Reporters Without Borders added: "The news blackout facilitates the work of the government’s propaganda machine but also the spread of rumours encouraged by certain groups abroad. We appeal to the European Union and the United Nations to try to get the government to allow foreign reporters to travel freely in Tibet and the neighbouring regions."

The organisers of the Beijing Olympic Games yesterday announced that a press trip to cover an attempt to take the Olympic torch to the top of Everest was being postponed indefinitely. Reporters were supposed to have gone to the Tibetan capital of Lhasa first to get adjusted to the altitude, but the Lhasa stage of the trip has been cancelled altogether because of "meteorological" problems, the authorities said. "Only coverage of the torch relay will be allowed," an official said.

No journalist has been allowed to move about freely in Tibet and the regions with a Tibetan population since 14 March. Two press trips were organised by the authorities to Lhasa and to Labrang monastery in Gansu province. Tourists have been banned from visiting the Himalayan region until further notice.

Reporters Without Borders has learned of about 50 violations of the right of foreign journalists to move about freely in the Tibetan regions since mid-March.

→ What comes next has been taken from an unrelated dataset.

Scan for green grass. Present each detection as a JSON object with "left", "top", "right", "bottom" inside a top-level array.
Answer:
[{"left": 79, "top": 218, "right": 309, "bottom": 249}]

The authorities have waged a massive propaganda campaign designed to portray Tibetans as "rioters" and "terrorists." The official news agency Xinhua’s dispatches talk above all of a return to normal and the discovery of weapons in Buddhist temples. Xinhua announced that the authorities have found firearms, dynamite and satellite dishes in 11 monasteries in Gansu.

National and provincial TV stations have been asked to keep broadcasting footage of violence by Tibetans in Lhasa or in the city of Aba in Sichuan province, where Tibetans attacked public buildings.

To prevent the Tibetan population from getting access to uncensored news reports, the authorities have stepped up the jamming of international radio stations that broadcast in Tibetan such as Voice of Tibet and Radio Free Asia. Violating international rules governing short and medium wave broadcasting, the Chinese authorities transmit low-pitched noise on the same frequencies as the foreign stations.

Voice of Tibet manager Oystein Alme told Reporters Without Borders: "We have noted a significant increasing in jamming since 16 March, especially in the cities where the government has invested tens of millions of dollars to install antennae to prevent Tibetans from listening to us."

The propaganda campaign against the "Dalai Lama’s clique" gets a lot of space in the Chinese media based abroad. The state-owned CCTV’s stations that broadcast in foreign languages just show the violence by Tibetans and never refer to the reprisals that followed. Ouzhou Shibao (News of Europe), a newspaper based in France, published a full page on Tibet giving the government’s position.

Chinese Internet users and hackers are also harassing pro-Tibetan organisations. The Tibetan government-in-exile’s site was recently put out of commission by a group of hackers based in China. And several foreign news media, especially websites that allow visitors to post comments, are being flooded with messages that repeat government propaganda word for word.

The Chinese authorities have ordered the media to stick to the official toll of 13 innocent civilians killed and 300 wounded by "rioters." The Tibetan government-in-exile reported that about 100 Tibetans were killed and hundreds were arrested. Some pro-Tibetan groups say thousands are being held in camps where torture is practised.

Reporters Without Borders condemns the Chinese government’s constant criticism of the foreign media’s coverage of the situation in Tibet. "Some media deliberately misrepresent the facts and wrongly portray a hateful crime as a peaceful demonstration," Tibetan communist leader Raidi said.